Machines will change jobs, not take them

Machines are probably not going to take your job. They might automate parts of it, but as Huttenlocher pointed out, commercial planes can fly themselves but that reality hasn’t eliminated pilots. 

“It’s not like computers come in and replace specific jobs,” he said. “What they tend to do is automate certain tasks, and if a particular job is heavy in a particular type of task and can’t kind of adapt to new ways of working, then that job becomes at risk.”

What’s important is to look at those tasks that are likely to be automated, how they map on to the workforce, and what are the likely new paths for technologies that will create jobs.

Re-skilling should take advantage of existing strengths

Changes in jobs mean workers will need to develop new skills, but Huttenlocher said he doesn’t think of it as reskilling so much as “re-architecting” and taking advantage of the strengths someone already has.

Daniel Huttenlocher, PhD '88, inaugural dean of the MIT Stephen A. Schwarzman College of Computing.

“What are the contributions that people make in their jobs that are very hard to automate?,” he asked. “How do we think about a combination of automation and human labor that is mutually beneficial?”

That also means the decision-makers in business, government, and academia need to recognize that some of the most creative content and ideas come from the factory floors and warehouses, rather than the people with the highest levels of education, he said.

Don’t fear the digital future, but be cautious

Whether it’s social media, artificial intelligence, or any kind of computing technology, because they affect human lives, their potential outcomes need to be thought through.

Social media was supposed to have great societal benefits but now is producing a lot of negative consequences, Huttenlocher said.

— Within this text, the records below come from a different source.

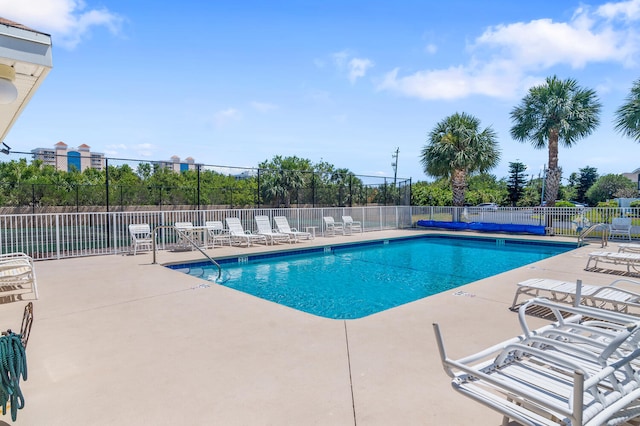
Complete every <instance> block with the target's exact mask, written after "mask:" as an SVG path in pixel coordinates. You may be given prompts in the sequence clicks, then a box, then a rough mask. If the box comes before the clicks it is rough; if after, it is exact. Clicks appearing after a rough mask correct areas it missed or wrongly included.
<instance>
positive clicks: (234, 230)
mask: <svg viewBox="0 0 640 426" xmlns="http://www.w3.org/2000/svg"><path fill="white" fill-rule="evenodd" d="M225 222H227V228H229V234H230V235H231V241H232V242H234V243H238V244H242V243H246V244H247V247H250V246H251V243H253V242H261V243H264V244H265V245H266V244H267V237H265V236H264V235H260V234H252V233H251V232H250V231H248V230H247V231H245V230H244V228H242V223H241V222H240V219H238V218H237V217H228V218H226V219H225Z"/></svg>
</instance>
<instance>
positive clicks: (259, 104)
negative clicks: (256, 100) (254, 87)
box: [250, 101, 278, 112]
mask: <svg viewBox="0 0 640 426" xmlns="http://www.w3.org/2000/svg"><path fill="white" fill-rule="evenodd" d="M250 105H251V108H253V109H255V110H257V111H260V112H269V111H273V110H275V109H278V107H277V106H276V105H274V104H270V103H266V102H258V101H252V102H251V103H250Z"/></svg>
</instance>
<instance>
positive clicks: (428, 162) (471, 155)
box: [420, 112, 500, 206]
mask: <svg viewBox="0 0 640 426" xmlns="http://www.w3.org/2000/svg"><path fill="white" fill-rule="evenodd" d="M428 142H429V143H428V145H425V147H424V148H423V149H422V155H421V158H420V162H421V163H422V166H423V167H424V172H425V173H426V174H427V175H430V176H434V177H441V178H448V179H449V180H450V182H451V190H452V192H453V205H454V206H462V205H463V204H464V193H465V190H466V187H467V175H468V174H471V173H475V172H486V171H488V170H490V169H492V168H493V167H495V166H496V165H497V164H498V162H499V161H500V150H499V149H498V142H497V141H496V133H495V132H494V131H493V129H492V128H491V127H487V128H486V129H484V130H482V131H480V120H478V119H477V118H476V117H474V116H472V115H469V114H466V113H464V112H463V113H462V114H459V113H455V114H453V115H451V116H449V117H447V118H445V119H444V120H442V121H440V122H439V123H438V124H436V126H435V128H434V129H433V130H432V131H431V133H430V134H429V141H428Z"/></svg>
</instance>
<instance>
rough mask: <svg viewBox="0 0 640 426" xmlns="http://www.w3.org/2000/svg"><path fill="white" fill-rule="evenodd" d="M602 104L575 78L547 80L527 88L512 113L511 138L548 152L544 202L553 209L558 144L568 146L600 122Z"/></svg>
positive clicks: (517, 140)
mask: <svg viewBox="0 0 640 426" xmlns="http://www.w3.org/2000/svg"><path fill="white" fill-rule="evenodd" d="M601 108H602V105H601V103H600V101H599V100H598V97H597V96H596V93H595V91H593V90H591V89H583V88H581V87H580V86H578V83H577V81H576V80H574V79H566V80H560V79H558V77H556V76H553V77H547V79H546V81H545V83H544V84H541V85H539V86H534V87H532V88H530V89H529V93H528V94H527V95H526V96H525V97H524V98H523V99H522V102H521V104H520V105H519V106H517V107H515V108H514V109H513V110H512V111H511V121H512V122H513V127H512V128H511V137H513V138H514V139H515V140H517V141H518V142H531V143H532V144H533V147H534V148H536V149H544V148H545V147H548V149H549V162H548V171H547V178H546V192H545V200H546V202H547V206H548V207H553V206H554V205H555V203H556V197H557V196H558V188H559V187H560V178H561V175H562V172H561V171H560V168H559V167H558V143H559V142H560V141H562V143H563V144H564V146H566V147H571V146H572V145H573V144H574V143H576V142H577V141H578V140H579V139H582V138H584V137H586V136H588V135H589V134H591V132H593V130H595V128H596V127H598V124H599V123H600V109H601Z"/></svg>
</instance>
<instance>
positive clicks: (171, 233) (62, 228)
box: [0, 206, 413, 259]
mask: <svg viewBox="0 0 640 426" xmlns="http://www.w3.org/2000/svg"><path fill="white" fill-rule="evenodd" d="M256 215H267V216H269V218H271V219H272V218H273V216H286V217H287V219H288V220H289V224H290V225H291V227H295V228H298V229H299V230H304V229H305V228H307V227H316V233H318V234H322V233H323V232H324V221H323V219H322V218H323V216H333V217H334V218H335V219H336V220H337V221H340V220H341V217H342V216H343V215H349V216H352V217H353V219H354V220H357V221H361V222H362V227H363V230H364V231H374V230H383V229H397V228H409V227H411V226H412V225H413V222H412V221H411V207H408V206H405V207H403V206H389V207H385V206H379V207H335V208H305V209H222V210H177V211H146V212H112V213H101V212H92V213H52V214H20V215H2V216H0V253H12V252H24V253H27V254H29V255H31V256H33V257H34V258H36V259H61V258H68V257H79V256H91V255H105V254H115V253H122V252H127V251H129V248H130V245H131V239H130V237H129V231H128V228H129V225H130V224H134V223H147V224H149V225H150V226H151V228H155V227H157V226H167V225H173V224H174V223H175V222H192V223H193V224H194V225H204V223H205V222H206V221H211V220H221V221H224V219H225V218H226V217H230V216H231V217H238V218H240V221H241V222H242V226H243V228H244V229H246V230H254V229H255V221H254V216H256ZM157 241H158V247H159V248H160V249H163V248H167V247H168V246H170V245H171V244H173V243H175V241H176V235H175V232H173V231H172V230H169V229H160V230H159V231H158V235H157Z"/></svg>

It’s the type of technology that would have benefited from thoughtful study at its beginning stages, not just when things got bad.

“The analogy I would use is that computing research today is much more like medical research than it is like research in other areas,” Huttenlocher said. “We think pretty carefully when we undertake medical research projects, about societal consequences. … I think that those issues need to be part of the research and part of commercialization all along the way.”